Porque o grafismo, a luta que se adivinha por baixo das placas de cor,
é que implanta e define o quadro, o envolvimento das formas, a
continuidade das formas, a continuidade das linhas que separam e unem,
que atraem e repelem num duplo desenho interno e externo de figuras que
são uma e várias, que são um todo e ao mesmo tempo
uma parte, que resvalam, contorcem-se, entredevoram-se e renascem, côncavo-convexas,
envolventes –
envolvidas, cujo volume a cor plana não consegue esconder, nem
o tratamento esteticizante chega a anular ou manter na frigidez estática
de recortes inanimados. Nota-se um parentesco com Tarsila do Amaral, a
Escola de Paris vertida para brasileiro, sendo que no caso não
há uma preocupação de abrasileiramento, mas de transposição
para o próprio folclore da pintora, embora se encontre um mesmo
gosto pelas formas moles, a que não falta uma forte dose de animismo
e bestialidade no sentido estrito de ambas as palavras: Animismo, atribuir
a todos os seres da natureza uma ou várias almas; Bestialidade,
prática de altos libidinosos com os animais. Sendo que essa libidinosidade
se estende também a todos os seres da natureza, uma osmose de que
cada quadro procura ser a apoteose, o canto geral, em que toda a superfície
da tela procura fundir-se.
Toda a tela, não. É verdade que há sempre em todos
os quadros uma idéia de terra, de onde as figuras partem ou surgem,
e não onde assentam ou se apóiam, e uma idéia de
céu, de espaço vazio por trás das figuras, de pano
de fundo, mas que a pintora vem tentando eliminar, seja por meio de cores,
ora na figura ora no que seria o fundo, ou por meio de grafismo em cima
das cores.
O fato de as figuras partirem da barra horizontal inferior do quadro,
como se fosse do chão, me pareceu a princípio um meio descoberto
e utilizado sistematicamente para “barrar” o espectador, para
conservá-lo à distancia e também para dar monumentalidade
ao quadro, como se as figuras fossem vistas de baixo e de longe. Mas sinto
que a pintora transfere para nós uma parte de nós mesmos
que continua dentro do quadro. Olhamos as figuras com um corte na base
como se dali para cá o nosso corpo continuasse, ou melhor dito,
como se estivéssemos mergulhados na nossa própria anatomia,
como se, por exemplo, olhássemos para nossas pernas ou para o nosso
estômago. E o plano de fundo dá mais idéia de campânula
que se fecha sobre nós, como a vista a partir de dentro de um ovo
ou útero, do que a de campo aberto e distante, a plena luz.

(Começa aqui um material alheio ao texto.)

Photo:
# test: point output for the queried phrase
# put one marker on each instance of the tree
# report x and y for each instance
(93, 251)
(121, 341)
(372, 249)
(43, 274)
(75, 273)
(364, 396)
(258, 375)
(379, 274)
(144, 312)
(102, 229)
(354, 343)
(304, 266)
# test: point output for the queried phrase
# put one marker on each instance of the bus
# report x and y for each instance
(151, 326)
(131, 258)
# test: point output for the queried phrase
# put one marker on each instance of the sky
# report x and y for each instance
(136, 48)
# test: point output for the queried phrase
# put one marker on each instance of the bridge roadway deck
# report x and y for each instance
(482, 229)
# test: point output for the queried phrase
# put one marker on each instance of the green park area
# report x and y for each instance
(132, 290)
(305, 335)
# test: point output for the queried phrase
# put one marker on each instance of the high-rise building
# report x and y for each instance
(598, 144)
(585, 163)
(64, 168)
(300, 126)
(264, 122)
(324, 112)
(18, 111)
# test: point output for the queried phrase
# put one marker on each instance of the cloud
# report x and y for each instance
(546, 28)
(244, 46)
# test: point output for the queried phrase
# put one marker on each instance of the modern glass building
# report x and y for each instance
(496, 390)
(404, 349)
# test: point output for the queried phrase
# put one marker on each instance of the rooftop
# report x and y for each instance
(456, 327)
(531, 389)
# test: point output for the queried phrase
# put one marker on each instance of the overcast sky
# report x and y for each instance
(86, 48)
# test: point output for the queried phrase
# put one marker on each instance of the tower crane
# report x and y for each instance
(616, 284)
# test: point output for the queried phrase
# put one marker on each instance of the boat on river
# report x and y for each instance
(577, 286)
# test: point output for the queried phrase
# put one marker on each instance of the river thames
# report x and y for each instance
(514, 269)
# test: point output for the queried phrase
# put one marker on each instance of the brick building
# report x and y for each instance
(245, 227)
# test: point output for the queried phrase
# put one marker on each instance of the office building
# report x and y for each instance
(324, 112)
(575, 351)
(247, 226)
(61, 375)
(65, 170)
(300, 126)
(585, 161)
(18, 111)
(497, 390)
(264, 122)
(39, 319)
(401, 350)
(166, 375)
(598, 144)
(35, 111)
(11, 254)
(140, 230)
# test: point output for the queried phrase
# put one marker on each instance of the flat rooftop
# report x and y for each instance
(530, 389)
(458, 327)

Essa sua viagem está apenas iniciada, embora bem adentrada, e já
de uma etapa a outra, ou seja, de uma sala a outra, de acordo com a arrumação
das telas nesta exposição do Museu de Arte de Olinda, muita
bagagem já foi deixada de lado ou consumida. Mas o “ethos”
e o “pathos” continuam os mesmos, agora lançados apenas
com maior brio, mais sinteticamente e ao mesmo tempo mais aprofundados,
especializados numa temática mais restrita, e que ao mesmo tempo
é uma abertura para novos horizontes.